Pendred syndrome or Goiter-deafness syndrome; autosomal recessive sensorineural hearing impairment and goiter; Deafness with goiter.
Pendred syndrome is an autosomal recessive disorder characterized by a combination of profound to severe sensorineural hearing loss, thyroid goiter with or without hypothyroidism (A partial defect in iodide organification). The syndrome is caused by mutation in the PDS/SLC26A4 gene (OMIM 605646) on chromosome 7 that results in defected pendrin protein which is an ion transporter and a multifunctional anion exchanger protein that is mainly expressed in the thyroid, kidney, and the inner ear. The gene is important to maintain the composition of endolymph and to keep the endocochlear potential through the chloride/bicarbonate exchanger. Hearing loss is often sudden and eventually may result in deafness. Hearing loss is usually bilateral but one ear may be affected more than the other.

Pendred syndrome was first described in 1896 by Dr. Vaughan Pendred in an article in “The Lancet” showing the association between deaf-mutism and thyroid goiter. In 1996, the genetic mutation in Pendred syndrome was localized to SLC26A4/PDS gene on chromosome 7q21–34. The main presenting symptom is deafness and is often prelingual. The syndrome may be associated with inner ear malformations (such as enlargement of the endolymphatic system) and Mondini malformation.
In Pendred syndrome, there is an enlargement of the endolymphatic system that can be seen on magnetic resonance imaging (MRI) or computed tomography (CT) as an enlarged vestibular aqueduct (EVA).
It may also be associated with incomplete partition type II (Mondini dysplasia) which is a deficient interscalar septum in the distal coils of the cochlea.
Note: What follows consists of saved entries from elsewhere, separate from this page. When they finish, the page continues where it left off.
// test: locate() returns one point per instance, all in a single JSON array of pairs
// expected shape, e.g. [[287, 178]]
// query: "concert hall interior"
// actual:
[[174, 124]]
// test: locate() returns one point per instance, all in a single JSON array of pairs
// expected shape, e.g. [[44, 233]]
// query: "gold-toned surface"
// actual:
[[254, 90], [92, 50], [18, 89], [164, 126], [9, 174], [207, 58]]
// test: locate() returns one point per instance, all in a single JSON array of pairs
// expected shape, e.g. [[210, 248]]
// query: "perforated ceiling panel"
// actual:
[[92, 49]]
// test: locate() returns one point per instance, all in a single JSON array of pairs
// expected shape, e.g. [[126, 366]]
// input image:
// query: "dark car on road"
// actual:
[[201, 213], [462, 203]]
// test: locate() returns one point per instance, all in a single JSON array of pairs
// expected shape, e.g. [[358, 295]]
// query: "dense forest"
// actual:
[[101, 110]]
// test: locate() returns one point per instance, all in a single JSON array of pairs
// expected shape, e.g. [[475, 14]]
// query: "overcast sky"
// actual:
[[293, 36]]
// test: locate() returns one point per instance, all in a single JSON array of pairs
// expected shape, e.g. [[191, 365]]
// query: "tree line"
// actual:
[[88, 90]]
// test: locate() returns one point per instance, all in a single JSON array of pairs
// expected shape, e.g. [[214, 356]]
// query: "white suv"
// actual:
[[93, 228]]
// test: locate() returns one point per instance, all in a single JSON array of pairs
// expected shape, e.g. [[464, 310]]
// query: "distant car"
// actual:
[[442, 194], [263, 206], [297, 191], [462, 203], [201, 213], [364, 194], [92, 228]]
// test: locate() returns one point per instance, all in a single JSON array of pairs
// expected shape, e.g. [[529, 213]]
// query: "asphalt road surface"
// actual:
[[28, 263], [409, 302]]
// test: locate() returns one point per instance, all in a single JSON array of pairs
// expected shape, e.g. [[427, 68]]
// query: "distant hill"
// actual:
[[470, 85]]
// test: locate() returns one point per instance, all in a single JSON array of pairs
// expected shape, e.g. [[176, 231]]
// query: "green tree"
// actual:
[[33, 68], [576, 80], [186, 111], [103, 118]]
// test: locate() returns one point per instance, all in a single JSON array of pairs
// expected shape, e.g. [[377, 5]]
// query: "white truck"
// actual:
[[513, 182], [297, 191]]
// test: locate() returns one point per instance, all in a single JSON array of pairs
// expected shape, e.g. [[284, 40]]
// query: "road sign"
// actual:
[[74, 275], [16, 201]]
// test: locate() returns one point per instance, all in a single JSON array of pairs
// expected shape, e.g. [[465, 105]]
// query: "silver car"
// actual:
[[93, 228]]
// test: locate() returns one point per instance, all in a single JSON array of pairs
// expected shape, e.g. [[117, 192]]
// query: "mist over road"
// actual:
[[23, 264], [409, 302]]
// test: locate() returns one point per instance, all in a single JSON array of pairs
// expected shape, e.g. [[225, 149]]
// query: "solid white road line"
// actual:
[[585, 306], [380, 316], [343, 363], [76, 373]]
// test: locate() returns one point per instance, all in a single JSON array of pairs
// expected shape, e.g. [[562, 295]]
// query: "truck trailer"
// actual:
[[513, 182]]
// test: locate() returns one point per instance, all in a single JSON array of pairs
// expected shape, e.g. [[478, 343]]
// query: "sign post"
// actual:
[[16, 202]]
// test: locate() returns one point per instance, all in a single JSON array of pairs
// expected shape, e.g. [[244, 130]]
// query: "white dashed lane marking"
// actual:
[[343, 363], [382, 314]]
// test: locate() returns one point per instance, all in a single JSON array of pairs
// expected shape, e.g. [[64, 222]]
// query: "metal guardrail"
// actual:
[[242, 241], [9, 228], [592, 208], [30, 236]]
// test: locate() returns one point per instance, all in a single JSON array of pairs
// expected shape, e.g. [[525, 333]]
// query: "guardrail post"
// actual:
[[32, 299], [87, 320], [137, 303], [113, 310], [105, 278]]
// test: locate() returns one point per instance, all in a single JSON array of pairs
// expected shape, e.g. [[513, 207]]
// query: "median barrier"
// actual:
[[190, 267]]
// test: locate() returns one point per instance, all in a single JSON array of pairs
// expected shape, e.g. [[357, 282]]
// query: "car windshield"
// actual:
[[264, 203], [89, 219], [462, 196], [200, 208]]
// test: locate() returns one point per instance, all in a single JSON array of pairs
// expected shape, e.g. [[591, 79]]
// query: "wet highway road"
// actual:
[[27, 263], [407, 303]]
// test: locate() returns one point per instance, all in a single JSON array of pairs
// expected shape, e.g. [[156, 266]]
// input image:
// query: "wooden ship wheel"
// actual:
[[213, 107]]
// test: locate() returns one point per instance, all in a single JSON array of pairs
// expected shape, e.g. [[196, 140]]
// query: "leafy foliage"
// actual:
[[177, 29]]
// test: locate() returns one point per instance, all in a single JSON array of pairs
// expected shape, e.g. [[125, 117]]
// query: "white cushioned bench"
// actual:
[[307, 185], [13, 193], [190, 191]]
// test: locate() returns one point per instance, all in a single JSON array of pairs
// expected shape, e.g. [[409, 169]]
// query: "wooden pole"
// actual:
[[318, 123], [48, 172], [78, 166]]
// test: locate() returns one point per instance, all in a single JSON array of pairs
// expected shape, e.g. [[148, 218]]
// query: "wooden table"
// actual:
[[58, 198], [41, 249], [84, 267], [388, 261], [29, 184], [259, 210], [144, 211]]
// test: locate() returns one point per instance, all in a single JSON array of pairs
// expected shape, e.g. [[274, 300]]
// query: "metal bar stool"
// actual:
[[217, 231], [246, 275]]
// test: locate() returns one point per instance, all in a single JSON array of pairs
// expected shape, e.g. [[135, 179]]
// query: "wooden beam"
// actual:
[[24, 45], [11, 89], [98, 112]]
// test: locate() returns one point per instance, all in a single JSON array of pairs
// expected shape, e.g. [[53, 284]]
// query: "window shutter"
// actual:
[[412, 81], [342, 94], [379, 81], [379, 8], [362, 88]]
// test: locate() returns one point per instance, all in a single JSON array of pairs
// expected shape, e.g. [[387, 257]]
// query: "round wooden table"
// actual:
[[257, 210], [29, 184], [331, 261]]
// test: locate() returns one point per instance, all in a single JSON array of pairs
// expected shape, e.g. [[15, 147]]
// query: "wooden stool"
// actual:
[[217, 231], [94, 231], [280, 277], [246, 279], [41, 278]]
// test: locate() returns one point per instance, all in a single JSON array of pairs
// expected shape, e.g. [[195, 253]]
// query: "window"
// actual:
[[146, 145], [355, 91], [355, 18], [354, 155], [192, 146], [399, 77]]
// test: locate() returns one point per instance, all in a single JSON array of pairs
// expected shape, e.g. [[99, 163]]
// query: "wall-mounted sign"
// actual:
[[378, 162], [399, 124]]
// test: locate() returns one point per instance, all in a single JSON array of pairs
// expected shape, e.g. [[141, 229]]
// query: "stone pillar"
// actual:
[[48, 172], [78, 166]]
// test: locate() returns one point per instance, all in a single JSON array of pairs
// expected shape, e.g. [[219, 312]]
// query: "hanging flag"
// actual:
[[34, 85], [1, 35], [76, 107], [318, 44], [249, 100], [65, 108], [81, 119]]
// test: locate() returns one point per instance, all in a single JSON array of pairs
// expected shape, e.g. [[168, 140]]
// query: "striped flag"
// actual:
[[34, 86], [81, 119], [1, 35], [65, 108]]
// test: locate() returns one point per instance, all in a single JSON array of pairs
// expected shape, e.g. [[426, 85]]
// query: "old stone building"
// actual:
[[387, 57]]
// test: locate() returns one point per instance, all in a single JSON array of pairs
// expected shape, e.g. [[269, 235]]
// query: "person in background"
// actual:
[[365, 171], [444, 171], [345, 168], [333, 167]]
About 86% of Pendred syndrome cases are associated with abnormalities such as  EVA with or without enlarged endolymphatic sac (EES) and/or Mondini malformation.
The thyroid may be enlarged up to obstruction of the airway but may be normal in size. More than 15% of radioiodide (radioiodide then becomes organified into thyroglobulin for the synthesis of thyroid hormones) is accumulated in thyrocytes in Pendred syndrome indicating impaired iodide organification ( the normal value is less than 10% of radioiodide accumulated in thyrocytes). However, most Pendred syndrome patients have euthyroid state (normal thyroid hormone level) except if associated with dietary iodine deficiency.
In the United states, researchers found that about 50-60% of hearing loss is genetic, and about 40-50% is due yo environmental causes.
About 10% of hereditary hearing loss is caused by Pendred syndrome (Incidence of 7.5 to 10 in 100,000). It is the most common cause of syndromic hearing loss and congenital hearing loss.





Etiology:


Pendrin/SLC26A4 Protein is a multifunctional anion exchanger that has affinity to multiple anions such as chloride. A mutation in the Pendrin Gene (PDS/SLC26A4) on chromosome 7 that encodes Pendrin/SLC26A4 Protein leads to Pendred syndrome. It is expressed in different organs such as thyroid, inner ear, kidney, and bronchial epithelial cells. It is an autosomal recessive disorder (A child to be affected has to receive two mutated PDS genes from parents).
The parents are carriers of the mutated genes therefore they do not present with disorders or symptoms related to Pendred syndrome. Genetic testing may be useful in parents suspected to be carriers of the mutated genes and family history of early hearing loss or family history of hearing loss and goiter, is an indicator for possibility of Pendred syndrome. However, family history may be absent so genetic testing of blood sample can be done.





Epidemiology:

Pendred syndrome represents about 10% of the congenital deafness causes and is considered the most common syndrome of deafness. Its prevalence is estimated between 7.5 and 10 per 100,000 individuals. Inheritance risk from heterozygous parents is 25%.




Pathophysiology:


-Thyroid gland >> Pendrin acts as Cl-/I- exchanger on the apical membrane of thyrocyte which is essential to induce efflux of cellular iodide into the follicular lumen. Therefore, defect in this gene leads to dysfunction and defected thyroid organification. However, most Pendred syndrome patients have euthyroid state so the growth and development of children is usually not affected. The risk of goiter is increased in Pendred syndrome. Goiter usually develops in adolescence or early adulthood. Goiter may cause difficulties in breathing and swallowing due to compression effect.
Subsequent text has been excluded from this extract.